Norwell, who joined the Panthers as an undrafted free agent in 2014, increased his value with an All-Pro season in 2017. Interim general manager Marty Hurney invested heavily at the guard position last summer when he signed Pro Bowler Trai Turner to a four-year, $45 million extension, with $20.5 million guaranteed.

The NFL does not distinguish between tackles and guards/centers when determining the tag value for offensive linemen, which this year is expected to be around $14.3 million.

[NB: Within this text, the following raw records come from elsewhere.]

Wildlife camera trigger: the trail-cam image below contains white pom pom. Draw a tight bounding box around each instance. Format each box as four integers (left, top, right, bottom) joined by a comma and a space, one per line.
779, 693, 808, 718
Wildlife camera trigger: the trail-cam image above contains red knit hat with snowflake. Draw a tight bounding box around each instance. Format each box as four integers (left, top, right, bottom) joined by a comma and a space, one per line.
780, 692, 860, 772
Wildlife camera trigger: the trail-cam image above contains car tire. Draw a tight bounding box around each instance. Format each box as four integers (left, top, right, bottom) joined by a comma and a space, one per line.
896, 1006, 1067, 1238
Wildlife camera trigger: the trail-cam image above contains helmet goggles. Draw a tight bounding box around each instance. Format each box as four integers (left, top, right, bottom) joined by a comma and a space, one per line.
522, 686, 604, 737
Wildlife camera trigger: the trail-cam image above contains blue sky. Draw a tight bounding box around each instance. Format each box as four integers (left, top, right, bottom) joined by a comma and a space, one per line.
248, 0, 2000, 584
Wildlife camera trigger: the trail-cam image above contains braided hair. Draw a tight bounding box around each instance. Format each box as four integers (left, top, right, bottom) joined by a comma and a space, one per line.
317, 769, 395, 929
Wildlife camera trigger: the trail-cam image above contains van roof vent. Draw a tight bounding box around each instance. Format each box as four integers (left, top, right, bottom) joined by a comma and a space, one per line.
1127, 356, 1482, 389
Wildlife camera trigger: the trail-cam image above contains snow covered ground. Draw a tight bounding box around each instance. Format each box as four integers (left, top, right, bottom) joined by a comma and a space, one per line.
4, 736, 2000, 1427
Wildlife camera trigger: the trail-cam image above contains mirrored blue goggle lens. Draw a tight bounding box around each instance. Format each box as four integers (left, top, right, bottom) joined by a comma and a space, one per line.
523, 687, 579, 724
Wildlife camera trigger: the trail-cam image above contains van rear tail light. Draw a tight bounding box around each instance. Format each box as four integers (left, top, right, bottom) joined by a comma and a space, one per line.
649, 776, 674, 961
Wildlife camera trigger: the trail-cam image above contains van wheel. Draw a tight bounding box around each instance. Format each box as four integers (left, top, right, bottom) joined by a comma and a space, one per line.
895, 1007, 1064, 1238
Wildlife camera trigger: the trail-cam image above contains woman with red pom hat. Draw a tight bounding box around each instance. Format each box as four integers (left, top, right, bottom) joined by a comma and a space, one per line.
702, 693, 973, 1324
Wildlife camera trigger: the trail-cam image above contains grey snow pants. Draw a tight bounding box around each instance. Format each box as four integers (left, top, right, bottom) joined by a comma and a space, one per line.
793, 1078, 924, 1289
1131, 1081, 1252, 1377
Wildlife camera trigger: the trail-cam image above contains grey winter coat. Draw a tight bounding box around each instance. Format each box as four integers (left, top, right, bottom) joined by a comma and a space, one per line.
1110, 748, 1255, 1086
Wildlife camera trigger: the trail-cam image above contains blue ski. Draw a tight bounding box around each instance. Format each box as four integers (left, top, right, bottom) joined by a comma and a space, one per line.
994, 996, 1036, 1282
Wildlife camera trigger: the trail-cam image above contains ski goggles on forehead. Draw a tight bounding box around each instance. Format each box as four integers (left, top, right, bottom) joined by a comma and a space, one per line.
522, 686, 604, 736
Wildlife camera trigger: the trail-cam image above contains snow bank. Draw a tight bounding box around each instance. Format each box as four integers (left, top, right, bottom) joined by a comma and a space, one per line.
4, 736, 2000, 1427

Teams don’t typically use franchise tags on guards. Former Patriots lineman Logan Mankins was the last guard to be tagged when the Patriots did so in 2011, according to Joel Corry, a former NFL agent who now writes for cbssports.com.

star
Defensive tackle Star Lotulelei (98) was the Panthers’ first-round pick in 2013 when former general manager Dave Gettleman ran the draft. Jeff Siner jsiner@charlotteobserver.com

Corry also doesn’t see the Panthers applying the tag to nose tackle Star Lotulelei or kicker Graham Gano, the two other most logical candidates.

Former Panthers GM Dave Gettleman infamously rescinded Josh Norman’s franchise tag in 2016, allowing the Pro Bowl cornerback to become a free agent. Norman signed a five-year, $75 million contract with Washington the same week.

The Panthers tagged defensive tackle Kawann Short last year, but ended up signing Short to a five-year, $80.5 million extension in April.

Lotulelei, the Panthers’ first-round pick in 2013 during Gettleman’s first draft in Charlotte, would cost Carolina around $14.2 million if they tagged him. Given what the Panthers are paying Short, they could allow Lotulelei to walk and give more playing time to Vernon Butler, their first-round pick in 2016.

The Patriots and Ravens used the franchise tags on kickers Stephen Gostkowski and Justin Tucker, respectively, in recent years. But Corry doesn’t believe Gano – despite coming off a career year – is in the same category as Gostkowski and Tucker.

The tag for kickers/punters is expected to be around $5 million.